Author: Tronserve admin
Monday 2nd August 2021 02:12 AM
Additive Manufacturing Helps Produce ‘Game Changing’ Nanosatellite
With the annual number of small satellites deployed forecast to reach about 400 this year, an increase of 300% compared to 2016, there is a growing market need to dramatically expand their mission capabilities, extend their orbital life and decrease the cost of constellation deployment.
Current nanosatellite and microsatellite propellant storage systems either use volume-inefficient but structurally strong cylindrical and spherical tanks. This means there is much interest in the development of fuel tanks, currently one of the heaviest components of a propulsion system.
AMRC engineers were able to produce a viable fuel tank optimised through generative design techniques to meet weight, strength and volumetric fuel storage requirements.
The resulting cuboidal geometry – only possible to produce through metal Additive Manufacturing (AM) – reduced the weight of the fuel tank by more than 25%, combined with an almost three-fold increase in fuel capacity over conventional spheroidal storage tanks.
This could have a significant impact on satellite launch costs, according to Abdul Haque, technical lead in metal additive manufacturing at the AMRC.
“Developing competitive propulsion solutions for small satellites is a game changer for UK space capability. The MiniTANK project lays the groundwork for adding a key miniaturised, low-cost propulsion technology to the UK’s portfolio.”
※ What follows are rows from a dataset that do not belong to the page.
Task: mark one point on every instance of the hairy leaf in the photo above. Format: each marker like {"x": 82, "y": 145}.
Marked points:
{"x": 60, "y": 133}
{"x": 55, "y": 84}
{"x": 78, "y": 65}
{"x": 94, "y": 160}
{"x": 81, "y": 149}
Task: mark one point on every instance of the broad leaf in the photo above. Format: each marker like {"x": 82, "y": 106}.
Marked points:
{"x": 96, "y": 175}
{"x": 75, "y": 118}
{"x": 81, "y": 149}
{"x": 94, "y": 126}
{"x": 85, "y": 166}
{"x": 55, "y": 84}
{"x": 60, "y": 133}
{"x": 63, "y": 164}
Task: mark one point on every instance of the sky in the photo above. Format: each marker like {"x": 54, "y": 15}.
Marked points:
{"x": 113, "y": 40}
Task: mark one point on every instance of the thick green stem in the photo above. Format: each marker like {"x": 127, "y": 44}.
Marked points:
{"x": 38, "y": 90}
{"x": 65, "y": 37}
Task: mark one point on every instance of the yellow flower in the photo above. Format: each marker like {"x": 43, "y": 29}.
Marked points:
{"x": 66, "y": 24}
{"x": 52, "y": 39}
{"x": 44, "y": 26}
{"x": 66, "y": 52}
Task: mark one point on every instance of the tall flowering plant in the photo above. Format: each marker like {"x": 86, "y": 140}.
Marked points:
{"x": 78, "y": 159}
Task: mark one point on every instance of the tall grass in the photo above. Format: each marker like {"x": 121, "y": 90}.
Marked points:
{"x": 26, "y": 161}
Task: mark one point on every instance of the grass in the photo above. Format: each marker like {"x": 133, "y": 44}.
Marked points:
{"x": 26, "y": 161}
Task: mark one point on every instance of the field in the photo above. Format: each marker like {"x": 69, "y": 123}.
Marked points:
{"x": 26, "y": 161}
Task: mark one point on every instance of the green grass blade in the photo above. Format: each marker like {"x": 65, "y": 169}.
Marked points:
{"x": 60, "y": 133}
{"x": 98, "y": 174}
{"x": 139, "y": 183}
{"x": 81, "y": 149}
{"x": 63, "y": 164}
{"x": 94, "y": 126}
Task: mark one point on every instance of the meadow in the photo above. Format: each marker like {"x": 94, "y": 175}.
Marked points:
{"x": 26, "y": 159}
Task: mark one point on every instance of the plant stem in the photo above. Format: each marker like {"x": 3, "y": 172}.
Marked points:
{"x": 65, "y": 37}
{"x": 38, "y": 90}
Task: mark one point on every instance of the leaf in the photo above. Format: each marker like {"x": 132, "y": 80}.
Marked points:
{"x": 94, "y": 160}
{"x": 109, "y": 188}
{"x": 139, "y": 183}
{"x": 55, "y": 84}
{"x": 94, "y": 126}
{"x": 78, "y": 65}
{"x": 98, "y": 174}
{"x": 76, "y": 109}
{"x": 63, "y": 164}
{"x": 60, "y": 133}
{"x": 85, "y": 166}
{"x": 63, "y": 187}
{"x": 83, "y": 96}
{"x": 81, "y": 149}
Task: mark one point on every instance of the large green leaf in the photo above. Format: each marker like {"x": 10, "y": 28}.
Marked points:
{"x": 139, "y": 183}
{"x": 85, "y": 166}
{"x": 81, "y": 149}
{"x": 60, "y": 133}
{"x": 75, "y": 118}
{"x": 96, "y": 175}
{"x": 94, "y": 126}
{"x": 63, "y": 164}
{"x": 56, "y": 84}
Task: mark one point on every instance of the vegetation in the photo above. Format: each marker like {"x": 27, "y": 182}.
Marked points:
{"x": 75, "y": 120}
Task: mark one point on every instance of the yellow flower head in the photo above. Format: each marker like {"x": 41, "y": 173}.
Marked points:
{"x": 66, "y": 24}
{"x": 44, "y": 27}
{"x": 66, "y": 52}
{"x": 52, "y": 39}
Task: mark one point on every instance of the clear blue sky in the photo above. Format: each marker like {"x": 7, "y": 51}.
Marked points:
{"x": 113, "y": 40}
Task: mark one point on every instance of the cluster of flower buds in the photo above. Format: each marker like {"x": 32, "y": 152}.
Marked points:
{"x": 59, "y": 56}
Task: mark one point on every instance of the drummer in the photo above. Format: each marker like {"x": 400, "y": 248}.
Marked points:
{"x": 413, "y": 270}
MiniTANK is a collaborative endeavour between the AMRC and Oxford-based Added Value Solutions (AVS) UK, which designs propulsion systems for small-scale satellites.
Backed by the UK Space Agency’s Pathfinder programme, the aim was to develop a lightweight, high-strength fuel tank for a nanosatellite that maximised internal volume while minimising mass.
Additive manufacturing allows you to create complex forms that are un-manufacturable via conventional methods.
Abdul explains: “By moving away from a sphere to a cube immediately allowed us to increase the amount of propellant stored in the tank, the volume utilisation was increased from 60% to 90%.
“As you would expect a sphere to be structurally stronger than a cube, we used topology optimisation tools to optimise the design, which suggested using a stiffening geometry to resolve some anticipated distortion.”
Laser Powder Bed Fusion (LPBF) was used for the fuel tank manufacture; this is where a fibre laser is used to impart thermal energy selectively to fuse regions of fine metallic particles to form a Near Net Shape (NNS) component.
Also known as Selective Laser Melting (SLM), the technique is capable of creating highly complex geometries with features not possible through subtractive manufacturing processes.
Abdul added: “We printed the fuel tank out of titanium because it allows us to create a lightweight structure as its specific strength is high compared to other alloys.”
“For space, although we’re talking a matter of grams, such a weight saving is hugely significant. If you can shave one kilogram off your launch load, it can be potentially £7,000 to £15,000 in terms of cost-saving off the launch.
“What AVS is working towards now is designing a CubeSat propulsion system potentially using the fuel tank that we’ve 3D printed and are developing several other components that need to be amalgamated into the whole system. They want to print some further iterations of the fuel tank in the future and do some actual launch tests.”
MiniTANK has a wider impact too, as Abdul concludes: “Although this project focused on the fuel tank – if you take a system-level approach and carry out the same optimisation to other components – the microwave generator housing, the propulsion system, brackets that connect solar panels, the framework – you are shaving weight off every assembly component.
“In total that might save a lot more material, so MiniTANK is not an isolated case, we should be looking at the entire satellite system to get the maximum benefits offered by AM.”